| You can successively "classical"ize a Chinese work that you can't do with English or French vis-a-vis Latin. I can take a sentence and iteratively make it more and more classical. Here's the sentence "His name is John," successively made more classical. Every version except the last can be found in all sorts of modern Chinese written works. Conversely every version except the first is valid Classical Chinese. Even within Classical Chinese you can be more or less "Classical." 他的名字叫约翰。 其名为约翰。 其名约翰。 其名约翰也。 Moving away from examples in the language itself, high-level programs of advanced modern Mandarin comprehension, both for foreign speakers and native speakers test for some knowledge of Classical Chinese. Every modern Chinese language for foreign speakers learning program I know of dedicates at least one (if not multiple) module at the advanced level to Classical Chinese (this is separate from a dedicated Classical Chinese course that goes in more detail) with Classical Chinese readings. For ILR level 5 modern Mandarin fluency the U.S. State Department explicitly lists knowledge of Classical Chinese (to the level of a native speaker) as a prerequisite (and in fact Classical Chinese shows up on a sample test I cannot find at the moment). It is also a component of the HSK level 6, which suggestively calls it “能读懂略带文言色彩的文章“, that is "can read articles with a slight amount of Classical Chinese flavor" hinting again at a register-like relationship. And of course Chinese comprehension tests for native speakers in China and Taiwan have a Classical Chinese component. I would be very surprised to find any similar standard for Latin and English or Latin and French. What ESL program teaches Latin? Note this isn't just cultural pride from China. These are foreign institutions that have deemed a certain amount of Classical Chinese necessary to understand the modern Mandarin corpus (more so than just set phrases such as sine qua non in English, but true grammar and independent vocabulary). Sure everyone receives training in Classical Chinese, but that's because it's a symbiotic relationship. Because everyone knows Classical Chinese it influences the modern language. Because it influences the modern language it becomes a prerequisite for Chinese language programs (even those for foreign speakers). |
> I would be very surprised to find any similar standard for Latin and English or Latin and French. What ESL program teaches Latin?

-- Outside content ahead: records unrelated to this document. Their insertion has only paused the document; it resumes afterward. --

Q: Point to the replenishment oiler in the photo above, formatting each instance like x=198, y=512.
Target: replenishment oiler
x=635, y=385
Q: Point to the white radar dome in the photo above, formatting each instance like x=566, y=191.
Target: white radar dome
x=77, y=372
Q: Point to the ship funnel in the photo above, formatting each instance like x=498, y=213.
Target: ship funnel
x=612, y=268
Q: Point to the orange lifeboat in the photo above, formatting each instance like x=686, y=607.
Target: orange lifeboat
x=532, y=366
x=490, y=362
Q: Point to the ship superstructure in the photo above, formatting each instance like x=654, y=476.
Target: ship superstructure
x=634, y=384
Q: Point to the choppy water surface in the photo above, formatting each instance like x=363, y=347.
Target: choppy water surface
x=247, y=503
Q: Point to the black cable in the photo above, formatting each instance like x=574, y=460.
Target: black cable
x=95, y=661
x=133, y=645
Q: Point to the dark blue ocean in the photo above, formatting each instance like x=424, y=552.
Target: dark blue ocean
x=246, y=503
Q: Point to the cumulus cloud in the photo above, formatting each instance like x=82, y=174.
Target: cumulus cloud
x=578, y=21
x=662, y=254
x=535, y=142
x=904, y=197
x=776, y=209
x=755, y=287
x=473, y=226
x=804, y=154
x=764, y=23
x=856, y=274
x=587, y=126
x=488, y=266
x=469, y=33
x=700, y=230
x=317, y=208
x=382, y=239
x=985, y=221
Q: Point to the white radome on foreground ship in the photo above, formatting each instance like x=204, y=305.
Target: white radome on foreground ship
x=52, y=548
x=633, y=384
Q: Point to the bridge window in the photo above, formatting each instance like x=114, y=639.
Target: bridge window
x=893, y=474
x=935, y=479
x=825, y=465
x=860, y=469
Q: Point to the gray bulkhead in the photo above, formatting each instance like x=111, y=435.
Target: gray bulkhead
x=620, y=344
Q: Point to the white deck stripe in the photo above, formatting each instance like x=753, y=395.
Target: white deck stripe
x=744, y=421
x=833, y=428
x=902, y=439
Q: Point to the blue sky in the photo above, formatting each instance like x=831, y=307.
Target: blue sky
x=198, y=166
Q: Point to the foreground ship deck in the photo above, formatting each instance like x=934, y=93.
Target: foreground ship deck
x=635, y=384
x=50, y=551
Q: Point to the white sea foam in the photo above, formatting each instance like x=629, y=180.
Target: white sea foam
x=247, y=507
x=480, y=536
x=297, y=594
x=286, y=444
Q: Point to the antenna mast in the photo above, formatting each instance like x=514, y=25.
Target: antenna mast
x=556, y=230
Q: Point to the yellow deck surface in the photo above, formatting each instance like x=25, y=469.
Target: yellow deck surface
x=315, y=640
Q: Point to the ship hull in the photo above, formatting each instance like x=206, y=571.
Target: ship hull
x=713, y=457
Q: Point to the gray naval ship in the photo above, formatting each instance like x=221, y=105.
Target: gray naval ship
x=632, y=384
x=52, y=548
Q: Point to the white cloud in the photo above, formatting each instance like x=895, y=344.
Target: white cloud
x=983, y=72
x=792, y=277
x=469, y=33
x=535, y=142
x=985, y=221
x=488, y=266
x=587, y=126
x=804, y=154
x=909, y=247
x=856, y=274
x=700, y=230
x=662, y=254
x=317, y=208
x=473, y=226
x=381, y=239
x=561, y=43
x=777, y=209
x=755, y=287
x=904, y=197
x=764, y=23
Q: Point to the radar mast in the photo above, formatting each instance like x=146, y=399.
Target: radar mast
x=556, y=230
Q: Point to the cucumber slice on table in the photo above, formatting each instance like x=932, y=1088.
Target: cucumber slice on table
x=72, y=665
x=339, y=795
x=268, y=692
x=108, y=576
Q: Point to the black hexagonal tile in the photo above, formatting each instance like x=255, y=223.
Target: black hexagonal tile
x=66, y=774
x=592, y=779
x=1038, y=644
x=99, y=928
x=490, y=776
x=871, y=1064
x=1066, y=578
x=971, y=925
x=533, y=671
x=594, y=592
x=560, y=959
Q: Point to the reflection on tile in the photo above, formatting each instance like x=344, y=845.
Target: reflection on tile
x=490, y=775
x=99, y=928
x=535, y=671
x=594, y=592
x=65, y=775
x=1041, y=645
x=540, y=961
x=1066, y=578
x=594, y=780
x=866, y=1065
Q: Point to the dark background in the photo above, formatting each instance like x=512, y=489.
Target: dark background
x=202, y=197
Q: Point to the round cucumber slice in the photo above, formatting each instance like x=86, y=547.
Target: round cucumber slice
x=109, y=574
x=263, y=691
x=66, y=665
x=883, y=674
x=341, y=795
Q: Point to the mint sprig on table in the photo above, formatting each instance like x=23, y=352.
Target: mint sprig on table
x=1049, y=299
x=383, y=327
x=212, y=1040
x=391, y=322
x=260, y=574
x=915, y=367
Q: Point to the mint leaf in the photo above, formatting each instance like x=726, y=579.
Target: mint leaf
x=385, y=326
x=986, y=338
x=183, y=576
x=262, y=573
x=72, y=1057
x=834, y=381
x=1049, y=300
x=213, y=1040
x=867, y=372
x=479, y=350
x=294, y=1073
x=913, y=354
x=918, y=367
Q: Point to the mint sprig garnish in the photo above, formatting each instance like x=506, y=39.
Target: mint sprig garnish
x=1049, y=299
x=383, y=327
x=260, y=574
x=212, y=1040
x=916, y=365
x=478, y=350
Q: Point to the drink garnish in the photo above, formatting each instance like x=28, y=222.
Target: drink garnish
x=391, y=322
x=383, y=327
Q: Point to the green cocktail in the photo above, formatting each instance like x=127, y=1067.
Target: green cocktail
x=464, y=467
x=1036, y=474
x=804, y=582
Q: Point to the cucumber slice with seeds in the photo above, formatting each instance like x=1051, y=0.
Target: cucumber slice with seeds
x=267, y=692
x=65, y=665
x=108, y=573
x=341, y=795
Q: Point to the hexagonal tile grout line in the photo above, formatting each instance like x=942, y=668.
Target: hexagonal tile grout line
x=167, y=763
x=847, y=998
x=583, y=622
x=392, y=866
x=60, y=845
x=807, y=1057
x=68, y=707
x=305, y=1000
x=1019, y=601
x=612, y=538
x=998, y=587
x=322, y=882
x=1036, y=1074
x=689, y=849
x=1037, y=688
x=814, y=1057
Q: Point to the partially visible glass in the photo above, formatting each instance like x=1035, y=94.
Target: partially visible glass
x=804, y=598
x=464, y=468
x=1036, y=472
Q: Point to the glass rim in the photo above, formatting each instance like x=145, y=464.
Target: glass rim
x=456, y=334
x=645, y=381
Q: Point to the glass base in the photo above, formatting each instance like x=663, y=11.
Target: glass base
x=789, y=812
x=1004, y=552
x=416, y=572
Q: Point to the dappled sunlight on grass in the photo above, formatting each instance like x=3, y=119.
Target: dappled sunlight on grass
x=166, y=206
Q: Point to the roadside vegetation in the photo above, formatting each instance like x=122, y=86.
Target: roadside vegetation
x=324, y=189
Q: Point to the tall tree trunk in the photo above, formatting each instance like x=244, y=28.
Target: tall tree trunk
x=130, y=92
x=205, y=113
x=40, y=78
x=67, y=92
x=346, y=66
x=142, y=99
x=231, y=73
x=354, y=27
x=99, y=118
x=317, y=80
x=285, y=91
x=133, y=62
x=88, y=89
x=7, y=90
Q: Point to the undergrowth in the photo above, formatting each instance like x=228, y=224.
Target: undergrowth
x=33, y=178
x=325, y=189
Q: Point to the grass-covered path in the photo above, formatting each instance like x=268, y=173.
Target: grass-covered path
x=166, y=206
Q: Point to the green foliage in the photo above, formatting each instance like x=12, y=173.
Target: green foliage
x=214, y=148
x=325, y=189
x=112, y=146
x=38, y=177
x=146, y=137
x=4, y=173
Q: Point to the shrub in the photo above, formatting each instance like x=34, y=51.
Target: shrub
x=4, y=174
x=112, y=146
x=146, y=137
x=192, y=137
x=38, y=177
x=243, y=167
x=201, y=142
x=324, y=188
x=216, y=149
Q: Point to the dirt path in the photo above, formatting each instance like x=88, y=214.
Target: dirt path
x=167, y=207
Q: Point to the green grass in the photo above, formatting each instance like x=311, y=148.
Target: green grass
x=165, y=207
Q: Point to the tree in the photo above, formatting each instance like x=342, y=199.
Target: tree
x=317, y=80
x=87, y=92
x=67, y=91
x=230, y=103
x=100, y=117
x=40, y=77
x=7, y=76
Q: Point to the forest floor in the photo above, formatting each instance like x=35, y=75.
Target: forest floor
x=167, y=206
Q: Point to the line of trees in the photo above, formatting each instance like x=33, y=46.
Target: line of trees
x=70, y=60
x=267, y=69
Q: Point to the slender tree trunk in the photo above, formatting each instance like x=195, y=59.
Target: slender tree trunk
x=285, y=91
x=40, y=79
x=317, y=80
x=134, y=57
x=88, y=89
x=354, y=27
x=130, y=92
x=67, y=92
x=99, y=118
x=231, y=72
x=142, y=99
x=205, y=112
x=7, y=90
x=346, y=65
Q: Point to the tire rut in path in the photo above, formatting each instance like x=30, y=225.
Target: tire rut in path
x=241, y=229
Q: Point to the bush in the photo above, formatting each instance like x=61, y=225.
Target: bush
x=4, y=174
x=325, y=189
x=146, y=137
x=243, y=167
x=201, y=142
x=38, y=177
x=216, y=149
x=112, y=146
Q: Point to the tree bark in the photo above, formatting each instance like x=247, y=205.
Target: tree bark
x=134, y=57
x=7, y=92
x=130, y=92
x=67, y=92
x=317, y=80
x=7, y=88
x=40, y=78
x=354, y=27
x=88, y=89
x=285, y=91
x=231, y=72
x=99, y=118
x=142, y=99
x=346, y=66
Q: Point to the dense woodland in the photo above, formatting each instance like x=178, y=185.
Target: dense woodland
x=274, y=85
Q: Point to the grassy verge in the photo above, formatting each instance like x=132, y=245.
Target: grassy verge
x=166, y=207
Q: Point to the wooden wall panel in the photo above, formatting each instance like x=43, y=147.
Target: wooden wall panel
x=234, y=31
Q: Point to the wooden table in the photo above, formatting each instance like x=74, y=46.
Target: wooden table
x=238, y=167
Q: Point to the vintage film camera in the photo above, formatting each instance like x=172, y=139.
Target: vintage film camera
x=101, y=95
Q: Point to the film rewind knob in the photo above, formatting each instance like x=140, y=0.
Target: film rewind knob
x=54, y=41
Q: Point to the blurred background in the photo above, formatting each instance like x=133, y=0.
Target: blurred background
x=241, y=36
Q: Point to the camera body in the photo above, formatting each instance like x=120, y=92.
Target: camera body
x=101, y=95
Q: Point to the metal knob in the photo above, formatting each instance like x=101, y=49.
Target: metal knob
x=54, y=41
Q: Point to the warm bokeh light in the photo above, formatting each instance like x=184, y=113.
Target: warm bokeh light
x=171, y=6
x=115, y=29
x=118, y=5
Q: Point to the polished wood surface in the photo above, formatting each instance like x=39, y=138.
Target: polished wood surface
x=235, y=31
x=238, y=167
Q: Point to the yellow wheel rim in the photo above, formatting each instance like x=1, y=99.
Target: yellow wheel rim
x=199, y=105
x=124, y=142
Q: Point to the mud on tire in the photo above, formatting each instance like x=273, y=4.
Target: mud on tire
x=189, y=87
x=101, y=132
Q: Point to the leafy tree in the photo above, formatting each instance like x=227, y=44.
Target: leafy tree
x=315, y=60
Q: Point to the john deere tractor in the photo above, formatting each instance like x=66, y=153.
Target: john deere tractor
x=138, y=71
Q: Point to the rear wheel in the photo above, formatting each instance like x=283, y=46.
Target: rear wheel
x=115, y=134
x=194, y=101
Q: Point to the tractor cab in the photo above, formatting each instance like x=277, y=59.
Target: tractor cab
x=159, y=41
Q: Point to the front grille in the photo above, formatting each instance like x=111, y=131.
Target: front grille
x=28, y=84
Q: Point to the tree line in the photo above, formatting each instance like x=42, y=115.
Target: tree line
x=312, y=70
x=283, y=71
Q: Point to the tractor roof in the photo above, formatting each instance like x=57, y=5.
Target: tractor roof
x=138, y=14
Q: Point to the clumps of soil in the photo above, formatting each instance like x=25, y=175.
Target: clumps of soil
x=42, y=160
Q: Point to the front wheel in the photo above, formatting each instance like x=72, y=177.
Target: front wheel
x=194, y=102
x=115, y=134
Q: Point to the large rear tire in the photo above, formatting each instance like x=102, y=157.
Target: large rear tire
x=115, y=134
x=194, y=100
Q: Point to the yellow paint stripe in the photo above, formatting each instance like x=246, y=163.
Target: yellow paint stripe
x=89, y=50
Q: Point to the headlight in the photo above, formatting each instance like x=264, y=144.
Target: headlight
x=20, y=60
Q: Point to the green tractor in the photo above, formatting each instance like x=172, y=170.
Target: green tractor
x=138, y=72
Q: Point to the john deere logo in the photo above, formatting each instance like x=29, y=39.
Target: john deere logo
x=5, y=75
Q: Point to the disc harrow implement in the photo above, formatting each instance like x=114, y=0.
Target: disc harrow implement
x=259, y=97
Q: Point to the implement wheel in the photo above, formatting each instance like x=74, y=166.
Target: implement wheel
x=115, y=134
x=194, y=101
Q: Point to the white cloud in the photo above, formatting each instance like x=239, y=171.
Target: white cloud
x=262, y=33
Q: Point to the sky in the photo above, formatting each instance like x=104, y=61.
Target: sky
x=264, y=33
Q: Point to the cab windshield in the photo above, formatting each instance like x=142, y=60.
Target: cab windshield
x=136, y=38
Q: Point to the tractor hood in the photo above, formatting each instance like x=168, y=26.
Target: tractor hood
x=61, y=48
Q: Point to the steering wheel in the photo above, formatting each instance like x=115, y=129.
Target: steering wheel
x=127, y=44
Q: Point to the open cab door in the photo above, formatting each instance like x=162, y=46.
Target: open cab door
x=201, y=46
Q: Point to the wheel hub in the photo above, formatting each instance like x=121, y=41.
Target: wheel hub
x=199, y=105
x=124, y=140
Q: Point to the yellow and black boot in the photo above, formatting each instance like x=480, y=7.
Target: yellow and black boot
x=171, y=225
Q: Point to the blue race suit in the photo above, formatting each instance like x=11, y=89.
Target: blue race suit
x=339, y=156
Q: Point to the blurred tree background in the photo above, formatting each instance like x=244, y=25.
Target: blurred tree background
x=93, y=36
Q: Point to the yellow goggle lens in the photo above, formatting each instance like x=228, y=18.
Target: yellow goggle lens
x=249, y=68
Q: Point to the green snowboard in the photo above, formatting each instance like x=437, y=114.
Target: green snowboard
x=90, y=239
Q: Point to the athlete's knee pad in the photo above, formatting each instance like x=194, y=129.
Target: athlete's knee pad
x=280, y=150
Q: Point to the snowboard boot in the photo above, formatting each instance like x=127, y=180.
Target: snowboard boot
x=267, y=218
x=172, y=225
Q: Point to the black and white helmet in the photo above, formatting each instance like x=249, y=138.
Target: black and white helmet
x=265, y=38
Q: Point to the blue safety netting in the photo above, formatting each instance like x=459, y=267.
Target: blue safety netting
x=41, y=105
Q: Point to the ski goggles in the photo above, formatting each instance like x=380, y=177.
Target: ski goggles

> Note this isn't just cultural pride from China. These are foreign institutions that have deemed a certain amount of Classical Chinese necessary to understand the modern Mandarin corpus (more so than just set phrases such as sine qua non in English, but true grammar and independent vocabulary).
It is just cultural pride from China, but cultural pride with many ramifications.
Literacy standards including Latin for high registers of English don't exist now. But they used to. And standards of Latin for high registers of French are of course even more historically normal -- there was a long period where Latin was the highest register of French (exclusively in writing).
You're making the point that Chinese people receive extensive training in Classical Chinese and are therefore familiar with it to differing degrees. But you know what they're not familiar with to differing degrees? Their modern language, which they all know natively. The fact that they can read some Classical Chinese after being trained in it just isn't evidence that they could read it before being trained in it.